Biodiversity Experts Discuss Landscape Approaches in Global Policy

News
  • 2020•02•28

    On 23 February 2020, as part of its International Satoyama Initiative (ISI) project, UNU-IAS held an open meeting on landscape and seascape approaches to biodiversity conservation and sustainable development for the Post-2020 Global Biodiversity Framework at FAO Headquarters in Rome, Italy. Around 35 participants—mostly delegates from national government parties to the Convention on Biological Diversity (CBD)—attended for a lively discussion of what a landscape approach can contribute to making biodiversity policy more effective, and to share experiences and perspectives from countries around the world.

    The parties to the CBD are currently involved in the process of developing the “Post-2020 Global Biodiversity Framework” to follow the end of the current Strategic Plan for Biodiversity 2011-2020, developed for the UN Decade on Biodiversity. As a contribution to this process, this meeting was held in the margins of the Second Meeting of the Open-Ended Working Group on the Post-2020 Global Biodiversity Framework, held 24—29 February 2020 at FAO Headquarters. Since the project was launched in 2010, the work has shown that landscape approaches have great potential to improve the effectiveness and implementation of policy at local, national, and global levels, and UNU-IAS staff used the opportunity of the meetings in Rome to provide expert advice to the delegates.

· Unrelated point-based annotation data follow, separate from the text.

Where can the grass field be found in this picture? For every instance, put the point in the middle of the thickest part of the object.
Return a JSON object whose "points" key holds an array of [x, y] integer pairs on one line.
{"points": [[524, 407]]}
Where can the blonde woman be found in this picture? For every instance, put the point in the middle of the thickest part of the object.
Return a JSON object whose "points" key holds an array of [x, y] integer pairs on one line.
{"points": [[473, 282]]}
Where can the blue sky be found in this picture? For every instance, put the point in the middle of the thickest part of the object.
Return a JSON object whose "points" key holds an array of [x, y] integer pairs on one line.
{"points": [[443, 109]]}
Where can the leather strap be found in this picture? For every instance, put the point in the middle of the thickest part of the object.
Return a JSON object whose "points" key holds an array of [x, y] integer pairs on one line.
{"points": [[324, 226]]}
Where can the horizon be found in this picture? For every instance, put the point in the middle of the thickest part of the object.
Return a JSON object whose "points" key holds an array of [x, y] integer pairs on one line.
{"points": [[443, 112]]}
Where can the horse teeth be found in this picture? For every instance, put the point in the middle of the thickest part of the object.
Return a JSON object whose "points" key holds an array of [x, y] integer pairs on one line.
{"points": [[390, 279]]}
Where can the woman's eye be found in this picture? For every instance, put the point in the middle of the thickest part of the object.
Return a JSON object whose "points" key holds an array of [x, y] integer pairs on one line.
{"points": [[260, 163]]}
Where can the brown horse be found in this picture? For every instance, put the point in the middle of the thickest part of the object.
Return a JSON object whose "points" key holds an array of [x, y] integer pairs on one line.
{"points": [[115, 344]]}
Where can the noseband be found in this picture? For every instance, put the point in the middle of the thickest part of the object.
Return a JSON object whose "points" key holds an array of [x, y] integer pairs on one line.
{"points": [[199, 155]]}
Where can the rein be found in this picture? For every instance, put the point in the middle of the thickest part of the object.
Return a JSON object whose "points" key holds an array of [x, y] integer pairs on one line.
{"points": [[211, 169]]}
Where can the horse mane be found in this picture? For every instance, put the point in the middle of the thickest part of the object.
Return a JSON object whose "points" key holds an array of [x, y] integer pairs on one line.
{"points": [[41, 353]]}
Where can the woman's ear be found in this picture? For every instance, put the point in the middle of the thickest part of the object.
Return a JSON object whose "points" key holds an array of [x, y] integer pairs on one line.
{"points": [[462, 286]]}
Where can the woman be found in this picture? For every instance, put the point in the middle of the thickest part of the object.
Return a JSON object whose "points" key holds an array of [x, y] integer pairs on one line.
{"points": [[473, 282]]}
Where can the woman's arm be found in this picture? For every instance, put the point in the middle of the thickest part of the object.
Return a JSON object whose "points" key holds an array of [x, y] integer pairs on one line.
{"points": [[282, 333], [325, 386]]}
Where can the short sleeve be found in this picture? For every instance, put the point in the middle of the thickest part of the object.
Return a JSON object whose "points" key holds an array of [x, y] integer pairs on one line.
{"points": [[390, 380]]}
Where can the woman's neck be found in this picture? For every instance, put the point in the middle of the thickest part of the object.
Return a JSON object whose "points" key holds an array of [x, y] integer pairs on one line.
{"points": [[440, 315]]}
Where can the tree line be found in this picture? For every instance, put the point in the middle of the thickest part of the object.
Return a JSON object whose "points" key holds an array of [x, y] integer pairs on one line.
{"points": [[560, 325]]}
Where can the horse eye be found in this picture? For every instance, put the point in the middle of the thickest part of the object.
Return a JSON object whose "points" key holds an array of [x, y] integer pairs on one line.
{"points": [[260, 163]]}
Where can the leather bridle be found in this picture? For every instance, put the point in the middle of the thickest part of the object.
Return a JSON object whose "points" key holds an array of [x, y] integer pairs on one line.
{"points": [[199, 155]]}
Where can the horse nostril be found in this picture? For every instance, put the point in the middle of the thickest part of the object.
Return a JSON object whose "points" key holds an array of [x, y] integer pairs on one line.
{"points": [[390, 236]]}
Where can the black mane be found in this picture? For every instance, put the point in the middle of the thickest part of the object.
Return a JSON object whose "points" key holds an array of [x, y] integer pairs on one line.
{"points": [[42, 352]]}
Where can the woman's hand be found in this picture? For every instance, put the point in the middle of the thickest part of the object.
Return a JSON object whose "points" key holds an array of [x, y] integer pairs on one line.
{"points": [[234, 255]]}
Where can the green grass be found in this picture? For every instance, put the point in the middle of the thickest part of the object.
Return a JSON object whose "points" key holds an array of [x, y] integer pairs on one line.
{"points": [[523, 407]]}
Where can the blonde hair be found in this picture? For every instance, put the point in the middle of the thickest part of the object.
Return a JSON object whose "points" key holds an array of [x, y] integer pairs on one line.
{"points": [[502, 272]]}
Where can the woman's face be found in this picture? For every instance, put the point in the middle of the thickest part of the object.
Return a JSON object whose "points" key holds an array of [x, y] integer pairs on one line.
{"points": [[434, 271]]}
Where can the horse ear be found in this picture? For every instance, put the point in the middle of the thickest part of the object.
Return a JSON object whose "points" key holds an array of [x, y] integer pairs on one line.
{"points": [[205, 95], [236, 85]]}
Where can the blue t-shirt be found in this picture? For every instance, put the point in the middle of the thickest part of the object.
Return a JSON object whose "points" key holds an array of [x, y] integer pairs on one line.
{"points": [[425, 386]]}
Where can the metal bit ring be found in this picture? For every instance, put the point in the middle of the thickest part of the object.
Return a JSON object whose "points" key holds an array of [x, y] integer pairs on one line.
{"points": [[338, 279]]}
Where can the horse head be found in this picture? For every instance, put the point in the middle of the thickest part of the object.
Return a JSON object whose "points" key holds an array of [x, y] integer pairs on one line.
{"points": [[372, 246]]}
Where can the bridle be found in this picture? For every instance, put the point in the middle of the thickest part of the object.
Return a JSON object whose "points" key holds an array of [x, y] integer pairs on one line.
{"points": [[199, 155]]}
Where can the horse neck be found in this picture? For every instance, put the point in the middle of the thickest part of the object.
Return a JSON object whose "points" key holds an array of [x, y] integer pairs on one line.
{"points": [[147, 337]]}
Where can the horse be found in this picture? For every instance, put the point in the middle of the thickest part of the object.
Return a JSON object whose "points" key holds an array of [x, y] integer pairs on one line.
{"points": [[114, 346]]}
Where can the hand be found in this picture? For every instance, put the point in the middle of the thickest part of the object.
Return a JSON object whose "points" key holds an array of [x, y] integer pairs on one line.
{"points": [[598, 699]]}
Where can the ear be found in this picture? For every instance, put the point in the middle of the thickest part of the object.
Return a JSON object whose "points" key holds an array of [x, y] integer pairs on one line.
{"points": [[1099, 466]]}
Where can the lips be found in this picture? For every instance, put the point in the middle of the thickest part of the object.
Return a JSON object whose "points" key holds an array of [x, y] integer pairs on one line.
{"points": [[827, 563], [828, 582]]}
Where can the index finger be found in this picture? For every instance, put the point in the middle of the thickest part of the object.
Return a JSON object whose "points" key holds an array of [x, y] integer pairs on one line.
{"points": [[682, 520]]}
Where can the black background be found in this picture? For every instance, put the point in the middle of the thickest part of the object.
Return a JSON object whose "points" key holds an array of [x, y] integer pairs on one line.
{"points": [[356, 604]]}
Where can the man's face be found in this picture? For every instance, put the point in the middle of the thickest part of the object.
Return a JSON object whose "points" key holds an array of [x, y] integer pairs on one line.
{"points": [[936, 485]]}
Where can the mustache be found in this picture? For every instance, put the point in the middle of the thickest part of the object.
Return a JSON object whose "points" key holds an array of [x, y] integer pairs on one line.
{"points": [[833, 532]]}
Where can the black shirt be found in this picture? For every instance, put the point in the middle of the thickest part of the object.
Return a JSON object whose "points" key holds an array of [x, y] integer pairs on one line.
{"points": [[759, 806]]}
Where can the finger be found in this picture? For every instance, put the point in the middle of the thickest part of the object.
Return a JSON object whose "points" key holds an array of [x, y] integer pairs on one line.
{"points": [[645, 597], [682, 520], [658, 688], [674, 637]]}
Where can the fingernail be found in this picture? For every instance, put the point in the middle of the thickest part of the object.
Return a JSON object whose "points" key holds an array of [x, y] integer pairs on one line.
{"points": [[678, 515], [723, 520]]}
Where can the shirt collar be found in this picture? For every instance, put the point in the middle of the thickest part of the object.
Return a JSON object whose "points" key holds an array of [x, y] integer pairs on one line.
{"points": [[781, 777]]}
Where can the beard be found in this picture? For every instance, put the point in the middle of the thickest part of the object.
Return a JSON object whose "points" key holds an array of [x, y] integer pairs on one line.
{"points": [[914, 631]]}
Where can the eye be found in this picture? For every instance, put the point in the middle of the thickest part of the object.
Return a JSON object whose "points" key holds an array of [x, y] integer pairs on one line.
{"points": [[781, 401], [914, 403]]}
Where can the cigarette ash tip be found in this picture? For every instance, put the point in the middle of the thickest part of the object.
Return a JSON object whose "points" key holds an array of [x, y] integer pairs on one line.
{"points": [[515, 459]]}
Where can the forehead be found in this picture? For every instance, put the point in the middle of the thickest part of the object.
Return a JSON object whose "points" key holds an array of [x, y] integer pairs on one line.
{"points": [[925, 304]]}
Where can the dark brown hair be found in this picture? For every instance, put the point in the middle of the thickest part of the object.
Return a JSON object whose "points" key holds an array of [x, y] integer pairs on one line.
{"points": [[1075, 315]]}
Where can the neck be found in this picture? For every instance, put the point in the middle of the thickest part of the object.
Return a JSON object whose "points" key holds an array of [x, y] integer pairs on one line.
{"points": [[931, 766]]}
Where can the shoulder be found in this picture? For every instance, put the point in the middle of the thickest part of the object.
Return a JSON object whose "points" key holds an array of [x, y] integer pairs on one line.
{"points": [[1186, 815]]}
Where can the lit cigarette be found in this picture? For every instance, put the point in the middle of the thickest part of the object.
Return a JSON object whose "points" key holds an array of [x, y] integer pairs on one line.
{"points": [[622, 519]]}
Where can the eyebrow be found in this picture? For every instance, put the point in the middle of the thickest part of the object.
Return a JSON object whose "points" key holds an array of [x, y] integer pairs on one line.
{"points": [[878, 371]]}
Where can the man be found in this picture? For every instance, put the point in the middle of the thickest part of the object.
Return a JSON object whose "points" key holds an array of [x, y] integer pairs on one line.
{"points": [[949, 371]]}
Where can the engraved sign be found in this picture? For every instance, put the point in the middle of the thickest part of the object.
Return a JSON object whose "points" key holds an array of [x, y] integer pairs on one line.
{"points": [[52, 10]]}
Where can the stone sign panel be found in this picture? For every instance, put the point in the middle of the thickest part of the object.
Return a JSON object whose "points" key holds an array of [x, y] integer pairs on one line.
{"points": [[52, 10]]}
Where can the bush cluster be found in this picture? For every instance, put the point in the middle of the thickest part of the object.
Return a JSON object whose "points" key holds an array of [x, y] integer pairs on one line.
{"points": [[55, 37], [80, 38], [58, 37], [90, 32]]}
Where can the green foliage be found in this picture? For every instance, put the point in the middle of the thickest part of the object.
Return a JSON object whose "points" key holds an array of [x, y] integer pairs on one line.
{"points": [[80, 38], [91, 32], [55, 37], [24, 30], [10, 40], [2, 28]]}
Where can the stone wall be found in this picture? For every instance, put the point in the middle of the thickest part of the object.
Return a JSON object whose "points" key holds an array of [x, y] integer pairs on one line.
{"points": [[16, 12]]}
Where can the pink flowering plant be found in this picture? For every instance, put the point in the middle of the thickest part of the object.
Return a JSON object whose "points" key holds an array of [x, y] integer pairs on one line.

    Participants at the meeting identified a number of benefits of landscape approaches, particularly that they can improve inclusivity by bringing together all interests and stakeholders in a landscape, enhance management of protected areas and spatial planning through greater connectivity across the landscape, and help to align policy at multiple levels. Several of the national parties present also shared their specific interests in the inclusion of landscape approaches in both national and international policy, and plans for related negotiations during the Post-2020 Global Biodiversity Framework.

    The meeting was co-organized with the Ministry of the Environment of Japan, the Ministry of Agriculture, Nature and Food Quality of the Netherlands, and the PBL Netherlands Environmental Assessment Agency.